We often find ourselves in situations where we have to apologize to someone. We might have a fall-out, a disagreement or a big tiff, and usually, there needs to be a person who takes a step back to say sorry. Even if it’s not entirely their fault.
In my life, often that person turns out to be me (with an exception, my boyfriend. We split our sorrys equally and I can’t stay mad at him for more than 5 minutes). My mom has always taught me that saying sorry only makes me the bigger person. We all have to come to an equilibrium after a reaction. Stability has to get restored. That’s the law of nature! How fast that happens, is in our hands. We are the catalysts!
It so happens that during one vent out session with a rather unoriginal friend, my friend kept throwing a bunch of banalities at me in order to calm me down. The fact is, conflict is tough, and most people don’t even know how to handle it. The worst part is that universal sayings like “calm down”, “stay strong, don’t let anyone get to you” actually worked on me. Perhaps that’s why these have a widespread emotional appeal. At that point, I thought that I need to make myself a sob-bot. Someone that I could just vent out in peace and who would plainly churn out motivational quotes at me. I’m that easy to appease!
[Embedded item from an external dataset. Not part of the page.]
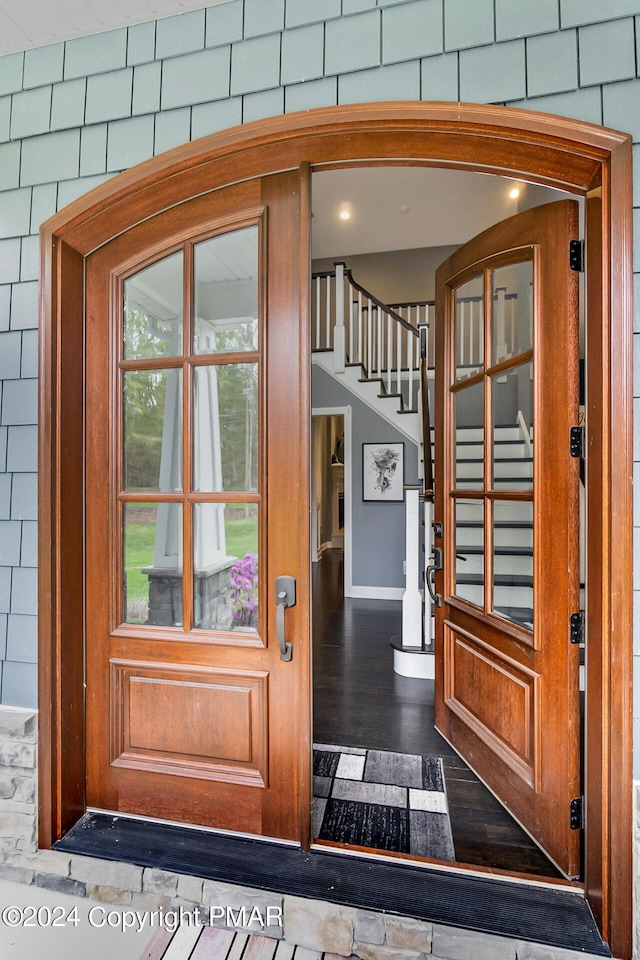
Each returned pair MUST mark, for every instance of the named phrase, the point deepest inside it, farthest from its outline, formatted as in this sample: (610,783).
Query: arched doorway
(587,161)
And so, in continuation to that concept, I also need to make a sorry-bot. An apology auto-generator, because saying “sorry” is one of the toughest things to do, specially when it’s directed towards stuck-up people, some who may not even have any consideration towards you. And saying “I’m sorry” just doesn’t cut it these days (side note: build an ego-degrading bot. People have way too much these days).
Here are a few ways that I have apologized to people in:
- The quirky and funny letter:
Fun enough to distract the offendee from the actual point of disconnect, till the subject is brought up again much later in a light-hearted manner and seeks an apology in a cheeky way.
- The emotional letter:
Where I go on to explain my situation, making myself the softer, non-threatening side (the opposite of which might have offended the offendee. I have that kind of personality, sadly) and expecting the other party to understand the circumstances. Heavily depends on level of compassion of reader. Fails if reader has high ego or other prior biases against you.
- The meme machine:
Memes work for everything! I usually stick to Agnes Gru from Despicable Me. Please was never so pretty!
- The goofy sorry song:
I’m borrowing this idea, but playing a cheesy apology song on YouTube is an instant heart-winner and smile-bringer.
- Buying them an all-weather sorry card:
When they get mad at you so often, that a single “sorry” just doesn’t work. You can just get them a cutesy card saying that for you, that they can refer to whenever required, i.e. every other day.
- A warm hug:
Because staying mad at someone who is not even in your field of vision (due to being so close to origin) is tough. Plus a hug would restrict bodily movement that is in prep for an attack.
Or you could just write a blog post (self reference ftw) ! So dear angry offendee with ego of the size of the Himalayas, I need you to know that the world isn’t fair, but help me restore some justice and forgive me. Let’s patch up!